Die ersten Pflanzen, auf die man vom Fenster aus schauen konnte, waren Artischocken mit ihrem Grün und dem schönen Lila, wenn sie am Verblühen sind. Direkt hinterm Haus ging es sehr steil nach oben.
Dort wurde das Gras angebaut und da war auch der Kühlschrank im Hügel eingegraben, von dem Didi behauptete, er habe John Lennon gehört und sei aus dessen Wohnwagen gewesen.
Ich tat immer schwer beeindruckt, wenn er das erwähnte.
Die Toilette war draußen im Garten.
Ein kleiner Verschlag aus Holz mit Wänden aus Blech, in dem eine Tonne stand.
Auf der Tonne war eine Klobrille aufgelegt, worauf man sich setzten konnte, wenn man groß genug war. Es gab kein Vordach.
Man saß mehr oder weniger im Freien und selbstverständlich wurde man nass, wenn es regnete.
Neben der Tonne hing ein Nagel, an dem Zeitungspapier aufgehängt war. Nicht gerade komfortabel, aber in meinem Leben habe ich keine Toilette gesehen die mit dieser Aussicht mithalten konnte.
War die Tonne voll wurde der Inhalt als Düngemittel verwertet. Das ergab dann das leckere organische Gemüse und Salate, was jeder Gast ausdrücklich lobte. Das wichtigste Düngemittel blieb aber das Seegras, das er am Strand, vor dem eigentlichen Eingang zum Anwesen, nur auf den Schubkarren laden musste und im Garten verteilte. Viele Dinge werden uns auf diesem Planeten geschenkt. Schade, dass alles so mit Füßen getreten wird.
In der kleinen Bucht vor dem Inseldorf hatte Didi eine Austernzucht angelegt und wenn man bei Ebbe durch den Schlamm watete konnte man auch Miesmuscheln ernten, die an Steinen angewachsen waren.
Außerdem legte er ein Netz aus, das er alle zwei, drei Tage einholte und nachschaute ob sich Fische verfangen hatten. Als wir einmal mit Freunden übers Wochenende kamen und gleich nach der Ankunft jenes Netz einholten, waren drei Lachse drin. Leider waren zwei davon, vermutlich von einem Seehund, bereits abgefressen. Trotzdem waren wir begeistert und grillten uns abends Lachssteaks. Dazu gab es selbstgebrautes Bier, das Didi immer von einer großen Glaskaraffe in die Gläser einschenkte.
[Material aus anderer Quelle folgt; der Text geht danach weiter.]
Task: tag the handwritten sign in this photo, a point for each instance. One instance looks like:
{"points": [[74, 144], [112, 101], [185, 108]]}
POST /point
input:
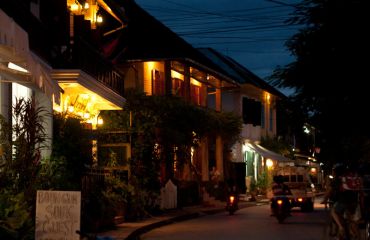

Die Insel hatte keine Kneipe, da hatte er sich was einfallen lassen müssen. Ein Gemischtwarenladen in der Stadt verkaufte DIY (Do it Yourself) Kits zum Bierbrauen für den Hausgebrauch.
Die ersten Versuche sind ihm nicht ganz geglückt - ich konnte nach drei Pints kaum noch das Fenster sehen, vor dem ich saß.
Doppelt soviel Zucker, wie auf der Packung stand, war wohl die Ursache gewesen.
Mit der Zeit klappte es aber immer besser. Das musste es auch, denn das Selbstbrauen war günstig und Geld war immer knapp.
Haupteinkommensquelle für Didi war das große Austernfischen, das einmal im Jahr, im November, für vier, manchmal für fünf Wochen stattfand. Da wurde dann Montag, Mittwoch und Freitag gefischt. Das machte er zusammen mit Ann.
Das ging so vonstatten:
Die Reuse wurde mit einer Seilwinde auf den Meeresboden abgelassen, ein paar Meter mit dem Boot gefahren, wieder hochgezogen und der Inhalt auf ein Brett, das quer über dem Boot festgemacht war, ausgeleert. Das ganze wurde nach Austern durchsucht, die dann in bereitstehende Kisten geworfen wurden. Der Rest wurde ins Meer zurück gekehrt.
Das ging den ganzen Tag so, auch bei stürmischer See. Didis Boot war hochseetauglich. Es gab aber auch kleine Fischerboote, mit denen es sehr beschwerlich war und die keine Seilwinde hatten, was bedeutete, dass die Reuse mit den Händen hochgezogen werden musste.
Über viele Jahre hinweg konnte man eine ganze Armada in der Bucht beobachten.
Mit dem wirtschaftlichen Aufschwung nahm die Anzahl der Boote von Jahr zu Jahr ab. Es gab einträglichere Jobs, die weniger anstrengend und vor allem von Dauer waren.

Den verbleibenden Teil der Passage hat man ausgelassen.